Europe Looks to Africa for Solar Power
The European project known as Desertec is nothing if not ambitious. It aims to harvest the sun’s energy — using a method known as concentrating solar power, or C.S.P. — from the vast North African desert and deliver it as electricity, via high-voltage transmission lines, to markets in Europe. Eventually, its backers say, it could satisfy as much as 15 percent of the European Union’s power needs.
The idea, which has been bouncing around for years, arises out of an alphabet soup of organizations, formal multinational partnerships and regional acronyms like TREC, for Trans-Mediterranean Renewable Energy Cooperation; Eumena, or European Union, the Mediterranean and North Africa; the Union of the Mediterranean; and the Club of Rome.
As James Kanter reported in our Green Inc. blog, the project took a step forward last week when a consortium of German businesses announced plans to pursue financing and otherwise hammer out details for Desertec, which is expected to cost about €400 billion, or $555 billion.

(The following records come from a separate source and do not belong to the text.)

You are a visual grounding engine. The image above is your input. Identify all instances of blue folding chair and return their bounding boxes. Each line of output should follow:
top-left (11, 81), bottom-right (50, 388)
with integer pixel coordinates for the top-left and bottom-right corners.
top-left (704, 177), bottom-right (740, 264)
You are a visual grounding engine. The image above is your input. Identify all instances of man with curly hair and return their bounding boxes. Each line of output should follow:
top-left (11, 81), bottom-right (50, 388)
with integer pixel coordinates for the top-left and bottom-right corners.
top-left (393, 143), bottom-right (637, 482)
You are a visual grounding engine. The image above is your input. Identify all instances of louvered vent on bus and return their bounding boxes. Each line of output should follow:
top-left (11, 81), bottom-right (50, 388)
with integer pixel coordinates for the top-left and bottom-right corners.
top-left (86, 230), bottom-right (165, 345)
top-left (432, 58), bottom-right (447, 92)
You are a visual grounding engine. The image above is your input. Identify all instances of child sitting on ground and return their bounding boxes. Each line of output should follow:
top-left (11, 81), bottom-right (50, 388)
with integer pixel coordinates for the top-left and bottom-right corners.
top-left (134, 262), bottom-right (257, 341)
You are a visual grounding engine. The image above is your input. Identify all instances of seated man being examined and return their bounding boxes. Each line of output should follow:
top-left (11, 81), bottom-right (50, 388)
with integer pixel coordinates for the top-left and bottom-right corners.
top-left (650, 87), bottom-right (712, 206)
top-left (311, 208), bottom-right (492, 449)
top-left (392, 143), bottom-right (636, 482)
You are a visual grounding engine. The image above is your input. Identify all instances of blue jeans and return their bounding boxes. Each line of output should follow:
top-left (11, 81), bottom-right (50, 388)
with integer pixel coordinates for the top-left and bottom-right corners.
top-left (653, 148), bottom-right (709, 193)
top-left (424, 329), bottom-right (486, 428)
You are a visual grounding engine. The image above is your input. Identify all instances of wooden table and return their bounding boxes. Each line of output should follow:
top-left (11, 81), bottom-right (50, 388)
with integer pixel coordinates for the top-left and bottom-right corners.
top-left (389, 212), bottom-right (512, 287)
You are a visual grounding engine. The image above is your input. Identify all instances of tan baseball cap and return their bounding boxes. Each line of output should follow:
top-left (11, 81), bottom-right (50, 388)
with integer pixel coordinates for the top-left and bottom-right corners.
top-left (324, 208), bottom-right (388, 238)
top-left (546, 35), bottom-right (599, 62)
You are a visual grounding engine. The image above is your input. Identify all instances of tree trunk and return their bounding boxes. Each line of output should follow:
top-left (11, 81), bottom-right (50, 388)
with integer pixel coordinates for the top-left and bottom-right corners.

Desertec would be the largest centralized solar power production project on earth. That such an ambitious, clean-energy megaproject should be taking a step forward, however incremental, might suggest that deep-pocketed investors have truly seen the writing on the wall with regard to legislated carbon abatement and the slow phase-out of fossil fuels.
But not everyone is convinced. Some scratched their heads at the idea of spending billions of dollars to harvest sunlight and transmit electricity thousands of kilometers, when it can be produced increasingly efficiently in European backyards. “It must once again be pointed out that the most successful method of harvesting solar power is with rooftop panels,” wrote the German daily Die Tageszeitung. “In just three to five years, power from the roof will be cheaper than electricity from the wall plug. The economic bar for desert power is, in other words, high. Solar power produced in a decentralized manner will likely always be the cheaper variety.”
The German broadcaster Deutsche Welle, meanwhile, quoted Frank Asbeck, the chief executive of SolarWorld, the largest German solar company, as saying, “Building solar power plants in politically unstable countries opens you to the same kind of dependency as the situation with oil.”